The JAXB functionality is tested mainly through the first set of tests. However, as anyone who’s built a web app can attest, things work differently in a container. In this case, I’m talking specifically about loading resources. Using a getClass().getResourceAsStream() works just fine from the Ant console, but returns null when run within Tomcat. The solution, of course, is to use the ServletContext to load the resource, but obviously it’s not available when running outside of the container.

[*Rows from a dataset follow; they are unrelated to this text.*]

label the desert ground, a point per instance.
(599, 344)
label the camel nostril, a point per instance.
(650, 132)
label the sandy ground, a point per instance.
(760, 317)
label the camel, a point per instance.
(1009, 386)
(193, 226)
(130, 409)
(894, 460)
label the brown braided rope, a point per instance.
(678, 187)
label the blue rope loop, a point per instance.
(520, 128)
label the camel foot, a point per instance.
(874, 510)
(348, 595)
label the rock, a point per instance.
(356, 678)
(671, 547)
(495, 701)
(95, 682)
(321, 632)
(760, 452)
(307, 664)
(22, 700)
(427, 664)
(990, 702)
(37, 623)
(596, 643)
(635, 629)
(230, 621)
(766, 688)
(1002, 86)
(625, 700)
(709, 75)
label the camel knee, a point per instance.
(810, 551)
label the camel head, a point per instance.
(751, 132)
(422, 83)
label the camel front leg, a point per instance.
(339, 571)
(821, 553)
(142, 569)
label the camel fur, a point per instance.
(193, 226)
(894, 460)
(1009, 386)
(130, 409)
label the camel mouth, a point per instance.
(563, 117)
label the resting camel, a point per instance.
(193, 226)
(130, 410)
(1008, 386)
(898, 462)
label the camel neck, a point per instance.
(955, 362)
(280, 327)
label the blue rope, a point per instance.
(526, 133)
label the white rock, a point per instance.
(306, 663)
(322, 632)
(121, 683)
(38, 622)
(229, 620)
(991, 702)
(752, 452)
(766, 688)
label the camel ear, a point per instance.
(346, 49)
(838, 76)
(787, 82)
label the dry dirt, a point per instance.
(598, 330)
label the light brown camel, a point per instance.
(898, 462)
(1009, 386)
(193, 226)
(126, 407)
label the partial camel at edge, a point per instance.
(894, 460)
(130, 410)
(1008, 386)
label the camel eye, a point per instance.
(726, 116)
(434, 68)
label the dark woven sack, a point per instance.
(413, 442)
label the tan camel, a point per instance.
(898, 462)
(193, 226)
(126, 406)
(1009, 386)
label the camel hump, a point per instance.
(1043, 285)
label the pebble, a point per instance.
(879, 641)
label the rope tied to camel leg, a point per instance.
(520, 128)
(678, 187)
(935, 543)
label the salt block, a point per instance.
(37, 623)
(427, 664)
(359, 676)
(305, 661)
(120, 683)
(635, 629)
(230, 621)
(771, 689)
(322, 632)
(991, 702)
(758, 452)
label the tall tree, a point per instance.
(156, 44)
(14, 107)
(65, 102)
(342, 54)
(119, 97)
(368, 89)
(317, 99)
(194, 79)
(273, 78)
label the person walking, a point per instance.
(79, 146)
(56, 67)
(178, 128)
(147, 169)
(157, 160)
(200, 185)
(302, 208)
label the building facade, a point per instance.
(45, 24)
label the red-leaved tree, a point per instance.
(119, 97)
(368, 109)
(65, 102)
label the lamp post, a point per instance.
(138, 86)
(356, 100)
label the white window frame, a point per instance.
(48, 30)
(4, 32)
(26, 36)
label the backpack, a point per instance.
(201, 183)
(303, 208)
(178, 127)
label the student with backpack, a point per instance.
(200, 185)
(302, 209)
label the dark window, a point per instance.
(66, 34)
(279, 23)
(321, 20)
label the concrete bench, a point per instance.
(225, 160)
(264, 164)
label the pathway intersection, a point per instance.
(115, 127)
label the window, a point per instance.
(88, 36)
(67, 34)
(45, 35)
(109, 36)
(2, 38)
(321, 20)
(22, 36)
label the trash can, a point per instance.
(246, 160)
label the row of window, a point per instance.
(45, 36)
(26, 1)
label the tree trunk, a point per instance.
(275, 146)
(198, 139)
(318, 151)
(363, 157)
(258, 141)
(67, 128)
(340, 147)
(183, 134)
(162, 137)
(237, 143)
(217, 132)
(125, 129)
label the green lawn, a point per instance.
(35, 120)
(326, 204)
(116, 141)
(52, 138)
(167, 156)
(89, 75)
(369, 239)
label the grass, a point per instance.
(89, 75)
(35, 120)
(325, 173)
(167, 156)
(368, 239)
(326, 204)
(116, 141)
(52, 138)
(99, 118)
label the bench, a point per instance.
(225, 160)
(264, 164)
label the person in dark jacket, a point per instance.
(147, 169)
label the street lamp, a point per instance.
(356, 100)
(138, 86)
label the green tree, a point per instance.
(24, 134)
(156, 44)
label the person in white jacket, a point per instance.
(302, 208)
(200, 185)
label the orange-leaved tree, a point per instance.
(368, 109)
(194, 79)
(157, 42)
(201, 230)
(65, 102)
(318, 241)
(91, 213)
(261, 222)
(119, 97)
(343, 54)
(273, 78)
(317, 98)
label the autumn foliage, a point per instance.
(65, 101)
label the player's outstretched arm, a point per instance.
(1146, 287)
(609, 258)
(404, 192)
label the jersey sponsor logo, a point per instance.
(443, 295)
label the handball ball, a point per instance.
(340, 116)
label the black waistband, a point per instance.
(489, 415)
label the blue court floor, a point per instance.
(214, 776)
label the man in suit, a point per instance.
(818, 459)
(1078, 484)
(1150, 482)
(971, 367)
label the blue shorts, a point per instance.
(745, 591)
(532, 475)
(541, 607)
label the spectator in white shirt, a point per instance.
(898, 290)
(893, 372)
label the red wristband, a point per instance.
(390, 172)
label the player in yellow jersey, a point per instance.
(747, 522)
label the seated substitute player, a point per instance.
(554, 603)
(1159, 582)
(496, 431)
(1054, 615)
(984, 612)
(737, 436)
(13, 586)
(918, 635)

The simple solution was change the loading code to try to get at the ServletContext first, then fail to the getResourceAsStream() call. The best solution would be to refactor the appropriate unit tests so that they use the mock servlet structure - but I’m lazy today and mock objects can be quite tedious. Don’t get me wrong - I have nothing against mock objects. I would just rather get a new release of Frame2 out the door before devoting a lot of time to rewriting the test infrastructure, which is something most end users won’t care about.

JAXB: Good, Bad and Ugly

One of the biggest tasks in updating Frame2 is making sure the web services components still work. This integration was one of the major features when Frame2 was orginally developed as TurboM2 - at the time it was something that really set it apart from Struts.
I’ll be honest and say that I never had that strong of a grasp on the web services side of Frame2. As long as the unit tests kept passing, I didn’t really care. Now, however, as I muck about in the guts of the system, I’ve really come to appreciate the advances that have been made in JAXB in the last several years. That’s not to say it’s been an entirely painless process, though. Here’s what I’ve found so far:
Good

  • The JAXB Reference Implementation (RI) included with Java 6 has been greatly overhauled. The number one improvement I’ve enjoyed is the reduced number of generated files. In one case, there are now 4 files where older versions of JAXB created 35-40.
  • All of the required support jars are part of Java 6. No more downloading and installing the Web Services Developer’s Kit - not to mention repackaging it. Huge savings in space and dependencies.

Bad

  • If a schema import creates multiple classes, all of those classes extend the specified superclass. There is no either/or. For the purposes of Frame2, classes created from schemas need to extend JaxbEventBase in order to work correctly with the framework. In most cases, however, only the root element needs to extend JaxbEventBase. JAXB only allows inheritance on an all or nothing basis, so it can introduce confusion with trying to use objects that technically have the right interface, but logically should be separated.
  • JAXB schema imports create an ObjectFactory class than can be used to create other items from the schema. Unfortunately, this class is not as generic as I’d like - Frame2 tries to do a lot of generic introspection and not having a good all purpose factory has led me to write some creative code.

Ugly

  • With previous versions of JAXB, Frame2 was able to perform on-demand validation of objects against the schema. This mechanism has been superceded in favor of using Schema objects for validation. The old validation mechanism is still around, but it;s marked deprecated and optional. Apparently in Java 6, “optional” means “blows up”. Trying to create an instance of the on-demand validator throws an UnsupportedOperationException. Trying to enable validation in the JAXB unmarshaller yields the same results. Unexpected results from an “optional” operation!
  • The Frame2 JAXB infrastructure is one of those areas of the code I should spend more time in. Most of it hasn’t been touched since the product was named TurboM2, and I’m not convinced the TM2 guys followed “best” or even “pretty good” practices.